While individuals in Georgia still have to fulfill multiple licensing requirements and approvals from both the state and federal governments, Mullis says it’s too easy for clinics to open here because, unlike other surrounding states, Georgia doesn’t have a Certificate of Need program for narcotic treatment centers. CONs limit entry or expansion of some health care facilities by requiring operators to show there’s a need for it. For opioid treatment programs in Georgia, it’s open competition.

“I don’t want to take these facilities away from people who need it, but we need to manage, and govern, and regulate the ones that are here, and the ones that are coming here,” Mullis says.

More Enforcement

There’s also stigma around the addiction drugs used at opioid treatment centers because the drugs dispensed are opioids themselves. Critics say drugs like methadone are replacing one addiction with another. 

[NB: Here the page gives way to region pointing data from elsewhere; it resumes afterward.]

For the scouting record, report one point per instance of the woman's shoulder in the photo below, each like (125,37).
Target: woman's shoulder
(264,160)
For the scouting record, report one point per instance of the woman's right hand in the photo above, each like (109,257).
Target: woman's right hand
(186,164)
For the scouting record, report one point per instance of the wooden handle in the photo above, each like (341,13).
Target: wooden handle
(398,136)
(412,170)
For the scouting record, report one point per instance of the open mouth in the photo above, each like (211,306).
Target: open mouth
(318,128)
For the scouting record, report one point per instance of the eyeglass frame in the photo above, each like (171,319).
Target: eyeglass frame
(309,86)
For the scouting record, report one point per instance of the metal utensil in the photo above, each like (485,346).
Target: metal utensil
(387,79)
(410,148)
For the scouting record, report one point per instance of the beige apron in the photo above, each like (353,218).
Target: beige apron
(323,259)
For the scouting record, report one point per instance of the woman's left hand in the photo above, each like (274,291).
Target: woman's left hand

Tapering off these drugs is optional, and some can stay on them all their lives, according to the U.S. Department of Health and Human Services.

Jonathan Connell, who heads the Opioid Treatment Providers of Georgia, an advocacy group for state providers, says pushing people off of medication-assisted treatment shouldn’t be the focus of lawmakers’ efforts.

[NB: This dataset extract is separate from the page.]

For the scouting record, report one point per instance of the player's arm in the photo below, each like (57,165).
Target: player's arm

“If someone stays on a medication, that’s not really the issue,” he says. “People can still be dependent on something, but not live an active addiction.”

Connell, who operates three opioid treatment programs in southwest Georgia, rejects Mullis’ claim that Georgia clinics lack regulations. However, he does support the moratorium.

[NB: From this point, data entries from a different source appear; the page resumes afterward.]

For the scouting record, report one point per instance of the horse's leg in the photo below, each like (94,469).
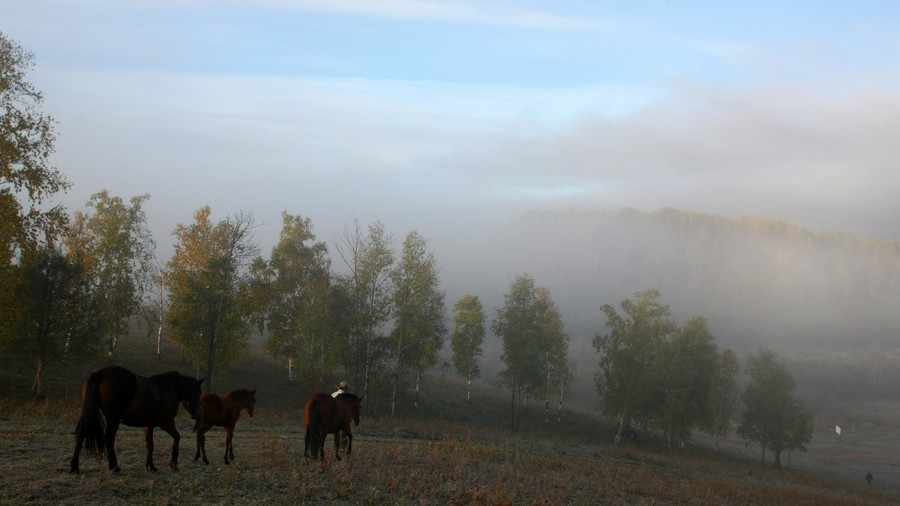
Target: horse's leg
(337,444)
(169,427)
(79,441)
(201,444)
(231,443)
(109,439)
(229,433)
(306,445)
(148,442)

He says the problem is that regulations are not enforced properly by the Georgia Department of Community Health, which oversees the clinics.

“We have had some clinics open up, some people with limited knowledge of the field,” Connell says. “They have not received surveys. How do we know they’re functioning correctly?”

The Department of Community Health says it only has three people to keep track of the 67 clinics, with another person currently in training. An agency spokesman says its rules and regulations also do not specify how frequently treatment centers should be inspected, but that re-licensure surveys are conducted every two years.

A Nationwide Treatment Shortage

The clinic moratorium is the exact opposite of what the federal government wants states to do.

In March, President Barack Obama came to Atlanta to highlight a nationwide treatment shortage. He talked about his $1 billion budget request to expand access to programs like the ones Georgia has put a hold on.

“We’ve got to make sure that in every county across America, that’s available, and the problem we have right now is that treatment is greatly underfunded,” the president said.

A shortage in other states means Georgia’s clinics are filling a need other Southern states are failing to provide, Talbott says.

He knows because he’s in long-term recovery to for an opiate addiction.

While getting his master’s degree in social work eight years ago, Talbott was prescribed painkillers for some lower back pain. He says things spiraled from there.

“It wasn’t long before, and I still recall to this day, learning how to help people with behavioral conditions in class, and then going to the bathroom to shoot pills and/or heroin,” Talbott says.

He says there were long wait lists at the three Tennessee clinics closest to him. Rather than wait, he drove four hours back and forth just outside Knoxville to a clinic in Rossville, Georgia nearly every day for six months to get treatment.

He says he’s grateful for that Georgia clinic.

“The old Zac, that Zac that was in that graduate program for clinical social work, quickly came back,” he says.

Talbott says his recovery inspired him to get into patient advocacy. He now sits on the board of the National Alliance for Medication Assisted Recovery, and acts as the director of the northwest Georgia and Tennessee chapters.

As the co-owner of a clinic, though, Talbott knows he has to battle perceptions. His office alarm code won’t work on the clinic’s pharmacy. He can’t sign for medicine deliveries, and he can’t open the safes that house the drugs.

Talbott says when he shares his story at conferences, people ask him if he’s still using medicine to treat his addiction. It’s a question he doesn’t like to answer.

“I like to leave the suspense out there,” Talbott says, “because the point is that, you know, you can’t tell.”